The Medicus Clinic in Pristina, the capital of Kosovo, is also under investigation for trade in human organs. The E.U., which does most of the policing in Kosovo, has now closed down the clinic. E.U. investigators found that the KLA brought people to Kosovo from neighbouring countries for the purpose of removing organs. The donors were paid around $20,000, while the recipients coughed up as much as $137,000.
Though there is a law forbidding organ transplants in Kosovo, the Medicus Clinic was given a special dispensation by the Thaci government to conduct organ transplants. Marty's report concludes by stating that the signs of collusion between the criminal class and institutional office holders are too numerous and too serious to be ignored.
The Kosovo authorities have described the report as despicable and bizarre actions by people with no moral credibility. A statement by the Kosovo government said the report was part of the campaign to damage the image of Kosovo and the KLA. It noted that the report was released just after the people of Kosovo had placed their trust in Thaci.

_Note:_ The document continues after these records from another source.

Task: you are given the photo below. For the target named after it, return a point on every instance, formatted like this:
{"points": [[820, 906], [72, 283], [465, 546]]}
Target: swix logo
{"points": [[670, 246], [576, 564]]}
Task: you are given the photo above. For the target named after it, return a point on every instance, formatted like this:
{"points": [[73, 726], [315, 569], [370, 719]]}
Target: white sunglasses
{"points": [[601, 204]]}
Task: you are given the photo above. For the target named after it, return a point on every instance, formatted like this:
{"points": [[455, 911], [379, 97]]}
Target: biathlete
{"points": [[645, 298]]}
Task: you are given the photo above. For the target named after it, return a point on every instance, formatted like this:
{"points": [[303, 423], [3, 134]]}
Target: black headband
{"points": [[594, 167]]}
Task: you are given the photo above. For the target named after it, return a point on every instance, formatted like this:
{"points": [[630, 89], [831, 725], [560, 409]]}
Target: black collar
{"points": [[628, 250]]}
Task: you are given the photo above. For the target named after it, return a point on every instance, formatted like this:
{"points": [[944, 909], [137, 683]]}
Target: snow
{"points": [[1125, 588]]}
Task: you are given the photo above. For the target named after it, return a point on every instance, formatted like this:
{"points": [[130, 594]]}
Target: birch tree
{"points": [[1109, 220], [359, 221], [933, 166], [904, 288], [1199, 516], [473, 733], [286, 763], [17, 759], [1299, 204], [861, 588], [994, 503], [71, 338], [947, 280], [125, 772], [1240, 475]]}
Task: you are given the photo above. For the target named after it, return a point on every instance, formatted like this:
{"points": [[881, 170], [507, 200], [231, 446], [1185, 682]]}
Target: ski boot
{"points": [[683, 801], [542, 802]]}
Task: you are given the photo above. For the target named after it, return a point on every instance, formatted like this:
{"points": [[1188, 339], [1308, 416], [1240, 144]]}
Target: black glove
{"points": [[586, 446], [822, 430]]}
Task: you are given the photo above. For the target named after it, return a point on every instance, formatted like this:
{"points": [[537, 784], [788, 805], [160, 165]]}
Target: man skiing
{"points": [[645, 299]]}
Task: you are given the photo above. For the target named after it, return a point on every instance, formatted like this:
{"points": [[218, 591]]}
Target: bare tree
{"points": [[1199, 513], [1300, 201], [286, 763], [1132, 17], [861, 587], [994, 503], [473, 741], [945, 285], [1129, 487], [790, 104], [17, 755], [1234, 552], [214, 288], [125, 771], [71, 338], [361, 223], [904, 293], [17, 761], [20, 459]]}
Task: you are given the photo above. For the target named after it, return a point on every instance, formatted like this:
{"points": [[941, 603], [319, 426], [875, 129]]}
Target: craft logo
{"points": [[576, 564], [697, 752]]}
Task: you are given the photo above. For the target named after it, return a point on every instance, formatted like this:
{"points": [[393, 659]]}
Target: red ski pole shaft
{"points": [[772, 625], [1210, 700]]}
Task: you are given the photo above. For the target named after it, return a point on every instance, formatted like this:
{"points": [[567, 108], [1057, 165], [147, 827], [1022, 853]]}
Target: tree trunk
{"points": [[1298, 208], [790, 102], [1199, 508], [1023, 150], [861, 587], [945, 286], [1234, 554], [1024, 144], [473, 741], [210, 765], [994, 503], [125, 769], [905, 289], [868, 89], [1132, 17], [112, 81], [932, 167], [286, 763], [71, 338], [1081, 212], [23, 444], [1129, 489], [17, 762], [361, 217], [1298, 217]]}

Thaci denounced the findings as scandalous. He said the allegations were aimed at undermining Kosovo's declaration of independence in 2008. International election observers, incidentally, have said that significant fraud in the conduct of the December elections helped Thaci get another term in office. His Democratic Party of Kosovo (PDK), according to reports, resorted to mass rigging in Drenica. The PDK got 33.5 per cent of the votes and emerged as the largest party. The opposition is demanding a re-poll.
A former Prime Minister of Kosovo, Ramush Haradinaj, is facing trial for war crimes at The Hague. The charges against him include abetment to murder, rape and torture. It was at the Haradinaj trial that the first credible reports of the human organ trade emerged. Many of the witnesses in the Haradinaj case have been killed and others cowed into silence.